Harry Anderson
About the artist

Anderson’s work as an artist has always been connected with an affinity towards the found object. He has been an enthusiastic collector of mass-produced, consumer goods from the '30s, '40s and '50s. These were first used in installations and arrangements. In the 1980s, light, then function became notable elements of the work. These works were created mainly from rearranged lamp components. Later, with the help and collaboration of several glass artists, hand blown glass elements were incorporated.

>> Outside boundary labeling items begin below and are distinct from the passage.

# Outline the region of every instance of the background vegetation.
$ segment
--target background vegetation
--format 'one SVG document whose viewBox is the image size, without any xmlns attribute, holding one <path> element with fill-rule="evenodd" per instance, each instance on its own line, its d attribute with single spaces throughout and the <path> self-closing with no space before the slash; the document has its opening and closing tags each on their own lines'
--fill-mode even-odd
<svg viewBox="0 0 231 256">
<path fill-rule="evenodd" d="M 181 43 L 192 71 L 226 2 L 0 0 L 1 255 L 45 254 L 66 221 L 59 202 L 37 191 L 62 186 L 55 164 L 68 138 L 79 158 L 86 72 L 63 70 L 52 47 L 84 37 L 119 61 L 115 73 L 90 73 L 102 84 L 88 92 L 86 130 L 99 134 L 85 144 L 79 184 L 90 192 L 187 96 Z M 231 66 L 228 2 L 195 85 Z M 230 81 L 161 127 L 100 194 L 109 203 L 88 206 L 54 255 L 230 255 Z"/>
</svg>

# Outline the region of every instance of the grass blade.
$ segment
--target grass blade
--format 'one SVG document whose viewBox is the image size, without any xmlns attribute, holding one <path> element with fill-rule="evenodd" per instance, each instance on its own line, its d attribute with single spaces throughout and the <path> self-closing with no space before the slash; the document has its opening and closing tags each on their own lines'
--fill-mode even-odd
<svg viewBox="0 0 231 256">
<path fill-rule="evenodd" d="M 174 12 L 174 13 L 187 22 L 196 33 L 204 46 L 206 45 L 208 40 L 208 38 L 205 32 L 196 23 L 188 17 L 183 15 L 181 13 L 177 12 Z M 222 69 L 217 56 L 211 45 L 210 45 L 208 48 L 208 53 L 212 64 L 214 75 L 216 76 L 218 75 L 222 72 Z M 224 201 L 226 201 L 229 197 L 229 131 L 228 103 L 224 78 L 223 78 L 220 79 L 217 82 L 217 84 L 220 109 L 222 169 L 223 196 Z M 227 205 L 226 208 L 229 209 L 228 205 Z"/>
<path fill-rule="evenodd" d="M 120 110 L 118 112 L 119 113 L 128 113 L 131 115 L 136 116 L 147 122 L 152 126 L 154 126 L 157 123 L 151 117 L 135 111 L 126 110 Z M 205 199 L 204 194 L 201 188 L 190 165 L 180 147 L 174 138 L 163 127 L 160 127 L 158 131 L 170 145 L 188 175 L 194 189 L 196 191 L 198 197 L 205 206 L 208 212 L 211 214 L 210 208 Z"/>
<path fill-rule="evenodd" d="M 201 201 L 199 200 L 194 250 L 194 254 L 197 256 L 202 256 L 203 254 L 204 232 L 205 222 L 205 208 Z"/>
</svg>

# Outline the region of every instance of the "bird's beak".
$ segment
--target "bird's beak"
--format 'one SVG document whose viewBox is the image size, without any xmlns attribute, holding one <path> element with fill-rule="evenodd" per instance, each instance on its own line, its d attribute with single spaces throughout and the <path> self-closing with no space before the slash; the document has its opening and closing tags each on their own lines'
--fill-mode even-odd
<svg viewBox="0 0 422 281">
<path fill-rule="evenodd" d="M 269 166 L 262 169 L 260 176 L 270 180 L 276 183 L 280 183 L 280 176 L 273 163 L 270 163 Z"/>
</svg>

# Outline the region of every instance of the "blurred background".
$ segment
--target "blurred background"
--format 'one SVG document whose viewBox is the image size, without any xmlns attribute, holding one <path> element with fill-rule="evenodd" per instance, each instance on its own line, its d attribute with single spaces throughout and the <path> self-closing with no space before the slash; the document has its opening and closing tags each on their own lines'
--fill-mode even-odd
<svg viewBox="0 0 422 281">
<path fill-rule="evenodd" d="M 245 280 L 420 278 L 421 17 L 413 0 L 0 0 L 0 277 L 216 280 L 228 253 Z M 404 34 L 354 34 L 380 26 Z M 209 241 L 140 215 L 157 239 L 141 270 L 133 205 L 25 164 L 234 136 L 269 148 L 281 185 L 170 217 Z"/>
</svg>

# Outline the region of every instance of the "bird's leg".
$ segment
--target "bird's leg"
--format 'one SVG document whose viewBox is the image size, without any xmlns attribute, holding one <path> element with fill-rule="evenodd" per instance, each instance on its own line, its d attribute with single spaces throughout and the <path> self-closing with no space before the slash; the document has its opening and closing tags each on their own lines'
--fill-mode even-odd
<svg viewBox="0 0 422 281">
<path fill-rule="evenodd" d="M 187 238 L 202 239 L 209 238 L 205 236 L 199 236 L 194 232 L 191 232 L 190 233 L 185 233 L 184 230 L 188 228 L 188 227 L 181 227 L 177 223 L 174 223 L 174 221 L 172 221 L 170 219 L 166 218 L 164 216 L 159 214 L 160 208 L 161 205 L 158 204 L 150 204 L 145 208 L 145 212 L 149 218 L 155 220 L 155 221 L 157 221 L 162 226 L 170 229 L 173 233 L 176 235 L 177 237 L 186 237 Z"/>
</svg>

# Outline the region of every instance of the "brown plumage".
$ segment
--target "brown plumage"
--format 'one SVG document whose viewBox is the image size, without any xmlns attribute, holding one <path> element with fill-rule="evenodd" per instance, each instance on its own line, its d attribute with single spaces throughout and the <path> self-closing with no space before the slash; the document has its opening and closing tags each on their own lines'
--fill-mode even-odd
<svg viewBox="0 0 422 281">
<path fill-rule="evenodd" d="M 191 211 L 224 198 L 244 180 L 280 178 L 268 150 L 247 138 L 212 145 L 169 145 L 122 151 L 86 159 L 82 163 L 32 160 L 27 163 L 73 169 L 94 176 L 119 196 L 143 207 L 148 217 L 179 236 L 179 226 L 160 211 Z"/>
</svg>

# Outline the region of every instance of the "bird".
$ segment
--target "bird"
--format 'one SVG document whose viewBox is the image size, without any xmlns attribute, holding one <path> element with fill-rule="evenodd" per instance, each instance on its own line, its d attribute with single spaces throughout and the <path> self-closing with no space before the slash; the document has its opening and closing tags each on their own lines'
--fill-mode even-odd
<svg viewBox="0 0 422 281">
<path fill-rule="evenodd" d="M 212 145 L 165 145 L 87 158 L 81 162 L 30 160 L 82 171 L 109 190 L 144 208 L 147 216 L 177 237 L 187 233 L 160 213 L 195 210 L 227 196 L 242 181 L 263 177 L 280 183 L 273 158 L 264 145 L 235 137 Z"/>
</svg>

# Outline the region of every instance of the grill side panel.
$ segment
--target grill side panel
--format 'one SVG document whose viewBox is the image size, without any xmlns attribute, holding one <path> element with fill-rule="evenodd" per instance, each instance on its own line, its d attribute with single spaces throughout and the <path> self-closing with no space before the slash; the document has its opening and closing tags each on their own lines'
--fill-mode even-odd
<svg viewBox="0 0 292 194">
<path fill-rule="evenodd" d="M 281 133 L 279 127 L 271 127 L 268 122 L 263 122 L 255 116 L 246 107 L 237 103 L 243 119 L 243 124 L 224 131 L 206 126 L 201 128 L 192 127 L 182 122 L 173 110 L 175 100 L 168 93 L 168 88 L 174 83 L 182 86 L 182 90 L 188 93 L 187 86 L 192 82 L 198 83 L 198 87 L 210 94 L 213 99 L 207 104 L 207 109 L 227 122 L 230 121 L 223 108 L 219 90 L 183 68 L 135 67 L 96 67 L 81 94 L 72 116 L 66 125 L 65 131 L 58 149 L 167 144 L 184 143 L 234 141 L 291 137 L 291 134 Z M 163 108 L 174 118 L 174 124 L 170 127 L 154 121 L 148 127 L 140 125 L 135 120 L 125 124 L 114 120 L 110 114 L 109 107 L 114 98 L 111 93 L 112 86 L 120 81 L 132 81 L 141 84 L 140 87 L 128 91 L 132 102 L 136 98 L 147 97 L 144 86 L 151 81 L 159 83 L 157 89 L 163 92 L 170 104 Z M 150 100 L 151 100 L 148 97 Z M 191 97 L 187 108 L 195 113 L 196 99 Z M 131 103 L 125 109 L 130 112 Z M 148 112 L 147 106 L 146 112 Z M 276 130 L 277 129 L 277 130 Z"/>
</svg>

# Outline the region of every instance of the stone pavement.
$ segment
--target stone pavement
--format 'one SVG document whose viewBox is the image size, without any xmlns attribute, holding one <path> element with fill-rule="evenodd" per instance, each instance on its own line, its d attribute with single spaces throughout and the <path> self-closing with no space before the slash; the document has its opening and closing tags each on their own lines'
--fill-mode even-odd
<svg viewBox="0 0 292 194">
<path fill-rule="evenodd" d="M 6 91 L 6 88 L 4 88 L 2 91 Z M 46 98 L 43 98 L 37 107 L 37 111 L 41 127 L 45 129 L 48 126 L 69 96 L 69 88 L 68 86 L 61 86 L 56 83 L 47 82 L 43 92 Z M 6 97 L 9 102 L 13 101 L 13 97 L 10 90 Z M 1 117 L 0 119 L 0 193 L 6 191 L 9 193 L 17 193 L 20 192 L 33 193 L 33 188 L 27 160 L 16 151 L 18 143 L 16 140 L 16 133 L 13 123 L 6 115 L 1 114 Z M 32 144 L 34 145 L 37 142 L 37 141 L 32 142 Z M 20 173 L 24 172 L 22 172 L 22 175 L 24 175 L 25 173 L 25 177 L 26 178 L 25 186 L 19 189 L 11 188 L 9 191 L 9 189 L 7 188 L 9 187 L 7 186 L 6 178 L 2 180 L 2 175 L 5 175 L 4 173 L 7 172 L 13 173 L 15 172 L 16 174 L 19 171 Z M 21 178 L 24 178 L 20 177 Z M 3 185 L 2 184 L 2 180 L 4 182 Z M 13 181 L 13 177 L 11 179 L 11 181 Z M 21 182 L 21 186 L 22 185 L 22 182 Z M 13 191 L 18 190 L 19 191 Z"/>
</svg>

The work still utilizes light as an element but it is in general no longer the main focus. Found objects juxtaposed in static arrangements and in site specific onesf form the core of this work. The objects that make up a piece are elements in a dialogue, at times playful, at time serious. As the vision changes new elements are used. The flee markets haunted through the seventies and eighties and the consumer items found there, such as FIESTA WARE inspired the Installations, Sculptures and Artists Books created then. These days the materials used in the work are found in the industrial salvage yards that have been created by the dismantling of U.S. industry. Tools and equipment that were once commonly used on family farms are also a resource. When seeing something designed purely for function, the inherent beauty of the successfully engineered object speaks to and inspires Anderson. The integrity of these objects and their ability to evoke past purpose makes their reuse as elements central his art.